How a hay bale crushed Electric Light Orchestra’s Mike Edwards: “A freak incident”

Any musician is going to hope that they can bow out gracefully. Even though many artists never know when their time to face mortality will be, everyone usually can only dream of being able to close the door on their legacy, like Leonard Cohen did or David Bowie towards the end of their own journeys on this Earth. In the case of Electric Light Orchestra’s Mike Edwards, though, his passing has gone down as one of the most shocking tragic accidents in popular music. 

Then again, if we had to focus on everyone remotely connected with Jeff Lynne’s rock and roll orchestra, we would be here all day. While it was always a collaborative process, Lynne used the string players the same way a painter uses paints, usually looking for the exact right kind of cello line to fit with a section or letting the orchestra build to a swell before everything explodes on a tune like ‘Tightrope’.

And it’s not like Edwards didn’t know his stuff, either. Compared to every other rock band, the violinist was inspired by everything besides traditional rock and roll, whether that meant playing jazz on his cello or playing the kind of music that felt ripped straight out of a Medieval Times restaurant.

Once he got into the band, though, he seemed to take all his lessons and apply them to a rock and roll context. Whereas the latter half of ELO’s career had the strings playing the same kind of pentatonic runs that you’d expect out of a guitar player, Edwards turned everything on its head by making ‘10538 Overture’ into one of the best examples of baroque pop music ever conceived.

There are even pieces of ELO’s career that are more Edwards’s handiwork than Lynne’s. Listening back to a song like ‘Showdown’, most of the breakdown section comes from Edwards spending a day in the studio with his cello, constantly overdubbing different parts onto everything until he had this tapestry of sound.

When he left the group in 1975, Edwards seemed content to leave rock and roll behind. Even though he had settled into life as a music teacher, he met his demise when a bail of hay collided with a van he was driving in 2010, crushing him to death. Even though he tried to swerve away from everything, reports from the time labelled his death as a “farm accident”, saying, “It would appear to be a freak incident.”

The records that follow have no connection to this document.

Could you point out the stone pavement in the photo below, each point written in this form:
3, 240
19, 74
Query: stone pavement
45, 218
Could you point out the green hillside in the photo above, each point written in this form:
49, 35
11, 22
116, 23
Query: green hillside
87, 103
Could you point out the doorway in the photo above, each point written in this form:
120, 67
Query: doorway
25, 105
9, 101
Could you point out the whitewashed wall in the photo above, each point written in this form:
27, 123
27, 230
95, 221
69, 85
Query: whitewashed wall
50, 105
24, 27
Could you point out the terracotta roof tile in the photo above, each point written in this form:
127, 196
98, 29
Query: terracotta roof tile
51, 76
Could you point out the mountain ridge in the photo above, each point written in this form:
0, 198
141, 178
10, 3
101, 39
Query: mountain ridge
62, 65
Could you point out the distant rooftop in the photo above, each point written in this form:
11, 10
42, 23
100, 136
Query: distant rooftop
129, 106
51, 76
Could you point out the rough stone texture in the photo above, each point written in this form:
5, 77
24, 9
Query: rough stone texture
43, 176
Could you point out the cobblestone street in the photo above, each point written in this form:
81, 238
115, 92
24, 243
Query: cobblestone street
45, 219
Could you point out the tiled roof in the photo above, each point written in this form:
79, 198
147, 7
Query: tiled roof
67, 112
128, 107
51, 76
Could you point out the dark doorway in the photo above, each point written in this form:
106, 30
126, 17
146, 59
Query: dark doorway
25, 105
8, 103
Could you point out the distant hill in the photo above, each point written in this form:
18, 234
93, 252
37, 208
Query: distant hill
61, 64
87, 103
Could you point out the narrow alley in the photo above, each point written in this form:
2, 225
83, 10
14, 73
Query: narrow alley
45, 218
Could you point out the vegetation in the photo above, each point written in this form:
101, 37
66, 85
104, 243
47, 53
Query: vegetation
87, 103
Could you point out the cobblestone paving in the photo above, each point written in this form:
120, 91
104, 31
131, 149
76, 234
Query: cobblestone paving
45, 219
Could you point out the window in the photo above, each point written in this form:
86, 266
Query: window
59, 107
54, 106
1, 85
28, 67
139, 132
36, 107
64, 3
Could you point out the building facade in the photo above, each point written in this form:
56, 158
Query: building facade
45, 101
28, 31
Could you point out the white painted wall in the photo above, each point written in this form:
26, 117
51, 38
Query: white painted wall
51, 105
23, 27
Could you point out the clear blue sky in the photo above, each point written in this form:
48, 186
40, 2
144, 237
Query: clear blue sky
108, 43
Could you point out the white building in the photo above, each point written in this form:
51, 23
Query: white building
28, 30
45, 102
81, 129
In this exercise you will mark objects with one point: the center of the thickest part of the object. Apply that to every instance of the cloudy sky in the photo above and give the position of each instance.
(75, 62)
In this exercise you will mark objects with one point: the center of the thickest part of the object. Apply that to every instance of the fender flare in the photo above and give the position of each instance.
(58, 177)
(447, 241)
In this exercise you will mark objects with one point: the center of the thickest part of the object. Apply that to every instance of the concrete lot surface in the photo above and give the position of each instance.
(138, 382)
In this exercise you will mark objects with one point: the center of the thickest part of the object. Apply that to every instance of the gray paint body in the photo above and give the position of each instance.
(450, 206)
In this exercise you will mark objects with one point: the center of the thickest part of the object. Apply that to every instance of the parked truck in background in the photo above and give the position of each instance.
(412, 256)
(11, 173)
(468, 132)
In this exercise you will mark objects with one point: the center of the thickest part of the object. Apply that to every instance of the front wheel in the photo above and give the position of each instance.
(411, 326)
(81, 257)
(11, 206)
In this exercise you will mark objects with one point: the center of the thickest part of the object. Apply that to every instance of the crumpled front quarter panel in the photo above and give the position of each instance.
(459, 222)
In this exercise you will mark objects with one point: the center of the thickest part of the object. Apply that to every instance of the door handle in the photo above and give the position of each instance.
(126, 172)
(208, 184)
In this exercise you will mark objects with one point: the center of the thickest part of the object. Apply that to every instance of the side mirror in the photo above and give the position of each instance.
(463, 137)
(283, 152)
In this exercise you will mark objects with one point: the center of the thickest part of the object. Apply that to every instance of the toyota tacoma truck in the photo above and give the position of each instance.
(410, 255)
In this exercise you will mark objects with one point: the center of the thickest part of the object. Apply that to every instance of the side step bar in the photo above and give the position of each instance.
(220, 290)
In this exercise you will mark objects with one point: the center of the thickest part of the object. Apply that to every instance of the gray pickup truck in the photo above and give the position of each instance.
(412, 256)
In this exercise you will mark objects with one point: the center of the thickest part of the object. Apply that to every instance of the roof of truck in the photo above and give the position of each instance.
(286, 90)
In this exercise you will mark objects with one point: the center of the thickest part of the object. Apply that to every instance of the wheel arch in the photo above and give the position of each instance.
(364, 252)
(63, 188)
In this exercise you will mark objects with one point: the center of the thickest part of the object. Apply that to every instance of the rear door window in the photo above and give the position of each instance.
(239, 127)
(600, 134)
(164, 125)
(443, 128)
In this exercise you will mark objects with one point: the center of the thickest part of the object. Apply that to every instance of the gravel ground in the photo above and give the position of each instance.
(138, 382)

While Lynne did pay tribute to Edwards online, the world lost a vital part of ELO’s early sound. Outside of being one of the most engaging people onstage, Edwards was the one to truly turn his instrument into a spectacle when he played, including taking an orange and playing his cello with it instead of a traditional bow.

So, while that long stretch of road and a giant hay bail marked Edwards’s demise, his contributions proved that he was more than a fly-by-night player. He was the equivalent of Jimi Hendrix-style showmanship on his cello.